Mexican/Southwestern flair inspires possibilities at this food-court grill station, one of the contractor's 13 retail brands. Chefs for each account create their own menu specials such as Executive Sous Chef Jennifer Richmond's chipotle-barbecue flank steak, cumin-custard marinated salmon sandwich and roasted corn-and-cilantro salsa at Bucknell University in Lewisburg, Pa.

Tortilla Fresca, Aramark Corp., Philadelphia.
Choices for burritos, fajitas and quesadillas at the 24-unit, fast-casual campus concept include portobello mushrooms as well as chicken, steak and veggie offerings. Breakfast, options include Taco Huevos y Papas (scrambled eggs, cheese, hash browns and pico de gallo in a warm tortilla) and Omelet Mexicana.

Zona Mexicana, Compass Group, The Americas Division, Charlotte, N.C.
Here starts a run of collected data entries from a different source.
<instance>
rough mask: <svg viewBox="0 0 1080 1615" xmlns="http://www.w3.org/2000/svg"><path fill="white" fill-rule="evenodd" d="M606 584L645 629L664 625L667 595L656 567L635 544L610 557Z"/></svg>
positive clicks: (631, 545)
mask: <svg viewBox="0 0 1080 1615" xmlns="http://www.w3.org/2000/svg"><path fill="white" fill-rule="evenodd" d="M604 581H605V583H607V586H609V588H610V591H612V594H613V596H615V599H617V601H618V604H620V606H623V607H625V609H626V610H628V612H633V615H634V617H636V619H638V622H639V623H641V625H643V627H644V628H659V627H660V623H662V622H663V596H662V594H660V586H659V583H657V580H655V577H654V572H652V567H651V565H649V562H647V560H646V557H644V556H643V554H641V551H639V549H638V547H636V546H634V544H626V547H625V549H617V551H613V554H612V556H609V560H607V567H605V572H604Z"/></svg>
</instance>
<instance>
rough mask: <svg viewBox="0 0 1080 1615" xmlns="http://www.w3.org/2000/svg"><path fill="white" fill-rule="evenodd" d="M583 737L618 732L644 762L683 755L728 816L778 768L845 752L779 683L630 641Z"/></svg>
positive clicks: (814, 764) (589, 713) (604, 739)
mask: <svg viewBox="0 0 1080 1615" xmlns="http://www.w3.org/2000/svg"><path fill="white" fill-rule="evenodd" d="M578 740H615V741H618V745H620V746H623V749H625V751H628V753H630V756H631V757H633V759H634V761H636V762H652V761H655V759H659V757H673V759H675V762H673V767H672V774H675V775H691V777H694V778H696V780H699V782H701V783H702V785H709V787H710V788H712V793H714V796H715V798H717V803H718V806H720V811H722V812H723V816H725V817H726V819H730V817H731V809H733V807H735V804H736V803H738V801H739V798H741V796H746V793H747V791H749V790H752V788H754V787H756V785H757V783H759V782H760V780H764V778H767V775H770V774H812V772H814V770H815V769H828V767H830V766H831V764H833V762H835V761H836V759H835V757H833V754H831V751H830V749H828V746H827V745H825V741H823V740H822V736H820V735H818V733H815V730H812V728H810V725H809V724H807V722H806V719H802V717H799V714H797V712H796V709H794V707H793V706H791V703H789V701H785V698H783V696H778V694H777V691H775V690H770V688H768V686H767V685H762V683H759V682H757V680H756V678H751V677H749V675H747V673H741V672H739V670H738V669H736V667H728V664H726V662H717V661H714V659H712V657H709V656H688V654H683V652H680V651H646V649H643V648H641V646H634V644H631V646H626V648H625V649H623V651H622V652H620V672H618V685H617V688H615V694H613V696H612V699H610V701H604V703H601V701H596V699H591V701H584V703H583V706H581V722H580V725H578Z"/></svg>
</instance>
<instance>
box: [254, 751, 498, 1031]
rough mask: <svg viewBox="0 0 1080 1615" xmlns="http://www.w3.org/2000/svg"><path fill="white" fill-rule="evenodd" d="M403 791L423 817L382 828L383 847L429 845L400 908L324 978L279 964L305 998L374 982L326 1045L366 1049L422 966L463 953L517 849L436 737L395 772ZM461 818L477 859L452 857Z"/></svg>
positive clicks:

Chef Mark Miller of Coyote Cafe in Santa Fe, N.M., consulted for this recently debuted brand with three units open and nine in the works. Campus and business-and-industry locations offer a limited menu of burritos, tacos, salads, rice bowls and nachos with fillings drawn from nine Mexican regions. Airport eateries will add tequila bars, antojitos such as quesadillas and green-chile corn chowder, and tortas.